- Willoughby and Bugs Bunny in The Heckling Hare
- First appearance: Of Fox and Hounds (1940)
- Last appearance: Foxy by Proxy (1952)
- Created by: Tex Avery
- Voiced by: Tex Avery (1940–1941); Kent Rogers (1941–1942); Mel Blanc (1942–1947); Tedd Pierce (1944); Stan Freberg (1952);

In-universe information
- Aliases: Willoughby; Rosebud; Sylvester;
- Species: Dog
- Gender: Male

= Willoughby (Looney Tunes) =

Warner Bros. theatrical cartoon character

Willoughby is a minor animated cartoon character in the Warner Bros. Looney Tunes series of cartoons. A lackadaisical hound dog, Willoughby is characterized by his below-average intelligence and overall gullibility. Creator Tex Avery based Willoughby on the character Lennie from John Steinbeck's 1937 novella Of Mice and Men. The character's name has occasionally been changed to Rosebud or Sylvester from cartoon to cartoon.
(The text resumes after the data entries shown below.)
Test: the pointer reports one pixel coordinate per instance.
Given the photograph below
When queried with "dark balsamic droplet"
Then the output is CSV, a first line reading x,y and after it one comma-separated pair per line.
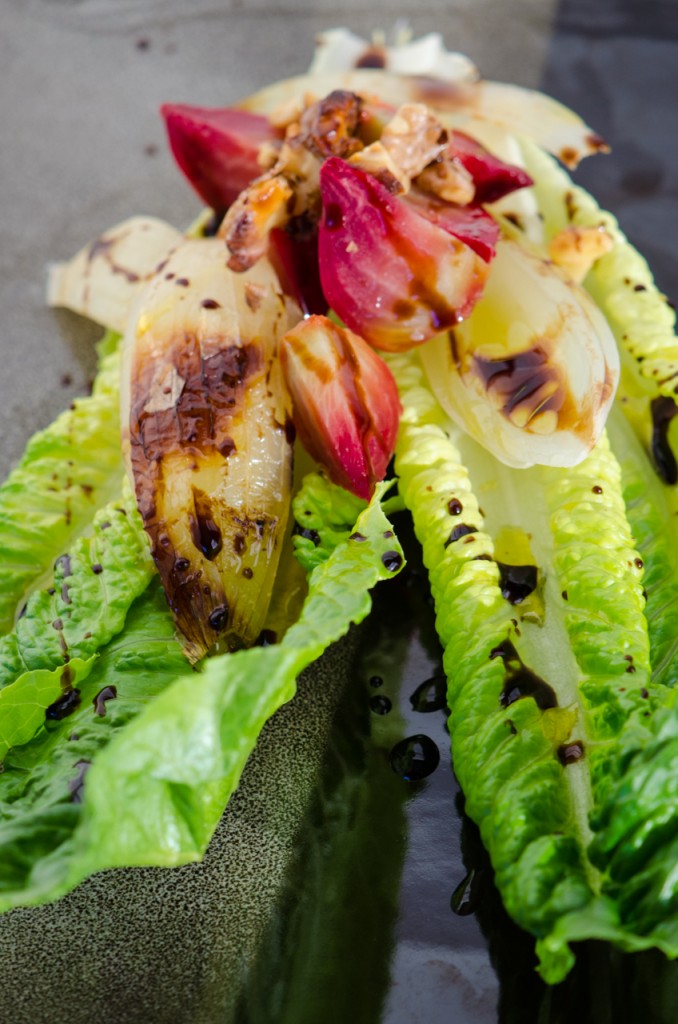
x,y
205,535
309,535
64,707
64,563
568,754
430,695
266,638
663,411
108,693
392,560
415,758
77,784
517,582
380,705
226,448
333,217
465,898
520,681
459,531
218,617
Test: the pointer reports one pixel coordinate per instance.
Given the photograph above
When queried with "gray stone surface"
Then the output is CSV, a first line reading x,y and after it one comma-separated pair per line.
x,y
82,147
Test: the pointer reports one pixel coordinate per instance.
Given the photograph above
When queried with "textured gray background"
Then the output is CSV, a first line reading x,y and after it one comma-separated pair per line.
x,y
83,146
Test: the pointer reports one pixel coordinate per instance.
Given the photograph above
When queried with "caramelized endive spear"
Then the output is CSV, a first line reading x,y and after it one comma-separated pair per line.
x,y
208,449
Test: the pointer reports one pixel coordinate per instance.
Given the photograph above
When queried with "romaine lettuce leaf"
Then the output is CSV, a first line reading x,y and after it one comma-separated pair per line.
x,y
93,587
162,769
542,712
324,515
68,471
41,787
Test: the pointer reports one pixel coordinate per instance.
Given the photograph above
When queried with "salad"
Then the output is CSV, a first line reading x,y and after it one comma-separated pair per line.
x,y
508,311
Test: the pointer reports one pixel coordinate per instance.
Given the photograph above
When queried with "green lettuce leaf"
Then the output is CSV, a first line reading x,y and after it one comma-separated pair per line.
x,y
542,711
324,516
170,749
41,787
93,587
25,704
67,472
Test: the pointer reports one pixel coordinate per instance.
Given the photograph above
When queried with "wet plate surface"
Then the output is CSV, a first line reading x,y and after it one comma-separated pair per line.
x,y
336,889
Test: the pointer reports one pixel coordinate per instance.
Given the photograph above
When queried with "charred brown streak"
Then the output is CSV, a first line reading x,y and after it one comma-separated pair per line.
x,y
520,681
516,380
101,249
517,582
212,391
663,411
205,534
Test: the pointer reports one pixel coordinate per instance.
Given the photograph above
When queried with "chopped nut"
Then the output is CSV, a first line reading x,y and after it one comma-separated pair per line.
x,y
414,137
448,179
577,249
376,160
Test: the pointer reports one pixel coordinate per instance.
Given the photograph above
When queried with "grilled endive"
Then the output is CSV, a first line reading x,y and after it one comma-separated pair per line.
x,y
205,433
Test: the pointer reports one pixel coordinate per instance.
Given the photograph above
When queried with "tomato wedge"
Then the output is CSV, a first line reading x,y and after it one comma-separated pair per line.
x,y
492,177
345,402
216,148
394,275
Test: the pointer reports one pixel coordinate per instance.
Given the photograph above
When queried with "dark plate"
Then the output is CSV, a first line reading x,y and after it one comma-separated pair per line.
x,y
328,891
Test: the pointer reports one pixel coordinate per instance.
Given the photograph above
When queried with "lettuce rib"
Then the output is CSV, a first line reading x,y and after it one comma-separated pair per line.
x,y
169,752
68,471
534,766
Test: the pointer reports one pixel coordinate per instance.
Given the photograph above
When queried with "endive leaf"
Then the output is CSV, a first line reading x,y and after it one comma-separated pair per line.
x,y
541,713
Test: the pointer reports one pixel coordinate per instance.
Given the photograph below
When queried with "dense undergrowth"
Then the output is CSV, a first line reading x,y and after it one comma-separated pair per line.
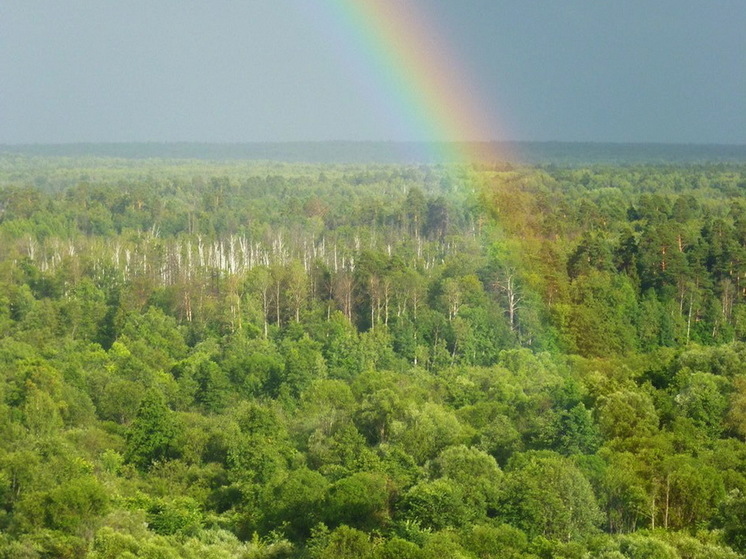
x,y
244,360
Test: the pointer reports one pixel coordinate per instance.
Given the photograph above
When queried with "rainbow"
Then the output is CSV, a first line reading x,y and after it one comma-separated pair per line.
x,y
420,76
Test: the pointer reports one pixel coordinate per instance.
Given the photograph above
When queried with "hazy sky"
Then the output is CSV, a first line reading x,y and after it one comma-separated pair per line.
x,y
287,70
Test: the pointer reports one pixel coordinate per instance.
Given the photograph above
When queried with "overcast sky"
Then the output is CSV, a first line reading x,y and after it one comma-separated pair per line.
x,y
269,70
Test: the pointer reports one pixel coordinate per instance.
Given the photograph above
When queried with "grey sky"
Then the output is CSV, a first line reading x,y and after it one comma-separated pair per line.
x,y
270,70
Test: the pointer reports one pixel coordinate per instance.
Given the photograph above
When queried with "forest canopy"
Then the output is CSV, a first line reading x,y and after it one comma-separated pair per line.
x,y
243,359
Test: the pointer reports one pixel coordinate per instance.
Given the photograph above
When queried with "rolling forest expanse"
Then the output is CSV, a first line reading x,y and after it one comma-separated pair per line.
x,y
219,359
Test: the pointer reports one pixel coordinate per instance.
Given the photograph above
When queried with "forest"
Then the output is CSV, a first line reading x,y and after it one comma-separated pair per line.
x,y
243,359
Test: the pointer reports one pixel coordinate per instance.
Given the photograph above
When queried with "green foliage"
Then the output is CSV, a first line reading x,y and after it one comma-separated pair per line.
x,y
268,360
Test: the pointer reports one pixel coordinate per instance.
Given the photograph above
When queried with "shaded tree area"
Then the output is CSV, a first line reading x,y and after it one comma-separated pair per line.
x,y
382,361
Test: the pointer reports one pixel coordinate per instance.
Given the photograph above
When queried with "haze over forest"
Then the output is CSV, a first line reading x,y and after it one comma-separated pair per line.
x,y
372,279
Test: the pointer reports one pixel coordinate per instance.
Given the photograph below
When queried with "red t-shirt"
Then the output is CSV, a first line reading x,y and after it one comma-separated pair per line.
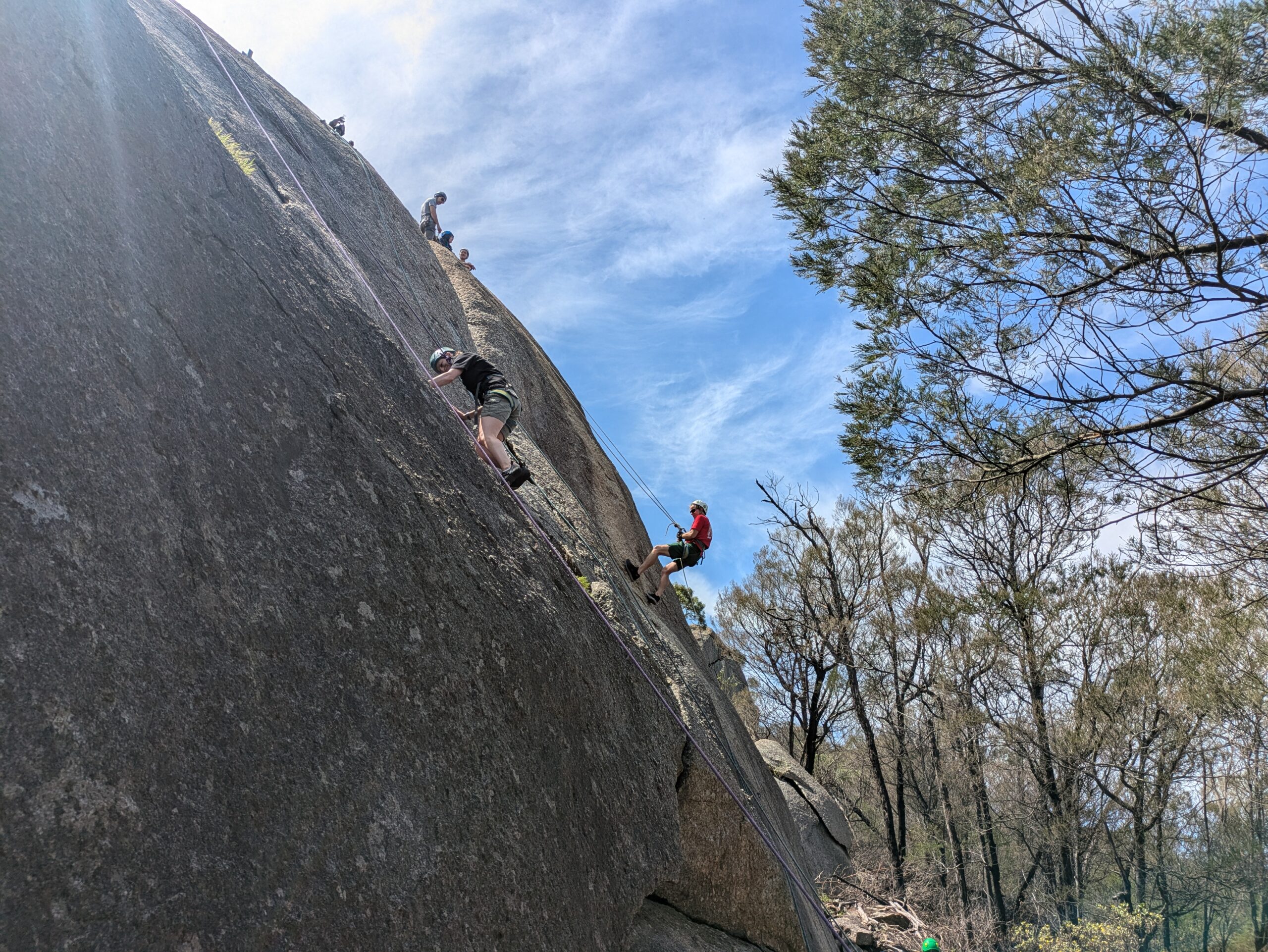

Created during the golden age of American animation by Tex Avery, who would voice Willoughby from 1940's Of Fox and Hounds until 1941's The Heckling Hare, the character was later voiced by Kent Rogers (1941–1942), Mel Blanc (1942–1947), Tedd Pierce (1944), and Stan Freberg (1952). Willoughby has not appeared in any new media since 1952's Foxy by Proxy.

==History==
Willoughby first appeared in the 1940 cartoon Of Fox and Hounds. He was created and voiced by Tex Avery. According to Chuck Jones, the character was based on Lennie, from Of Mice and Men (of which the title of Of Fox and Hounds is a knockoff). Critic Steven Hartley described this short as lacking in creativity, originality, excitement, and story construction, particularly compared to Avery's seminal earlier work A Wild Hare.

Willoughby later appears in other Warner Brothers animated shorts, including The Crackpot Quail (1941), The Heckling Hare (1941), and Nutty News (1942), as the lead dog of a fox hunting party. A fundamentally similar character, Laramore, appears in To Duck or Not to Duck (1943), albeit with a fully brown coat of fur. Willoughby's brief career was essentially over before the end of World War II.

Dogs similar to Willoughby in personality but visually distinct from him appeared in Porky's Bear Facts (1941), Ding Dog Daddy (1942), To Duck or Not to Duck (1943), A Corny Concerto (1943), Hare Ribbin' (1944), Goofy Gophers (1947), and possibly Inki at the Circus (1947).

==Appearances==
1. Of Fox and Hounds (1940)
2. The Crackpot Quail (1941)
3. The Heckling Hare (1941)
4. The Wabbit Who Came to Supper (1942) (cameo)
5. Nutty News (1942) (cameo in a B&W cartoon)
6. The Hep Cat (1942) (as Rosebud)
7. An Itch in Time (1943)
8. Hare Force (1944) (as Sylvester)
9. Foxy by Proxy (1952)

===In other media===
Willoughby was planned make a cameo appearance in the deleted scene "Acme's Funeral" from the 1988 film Who Framed Roger Rabbit.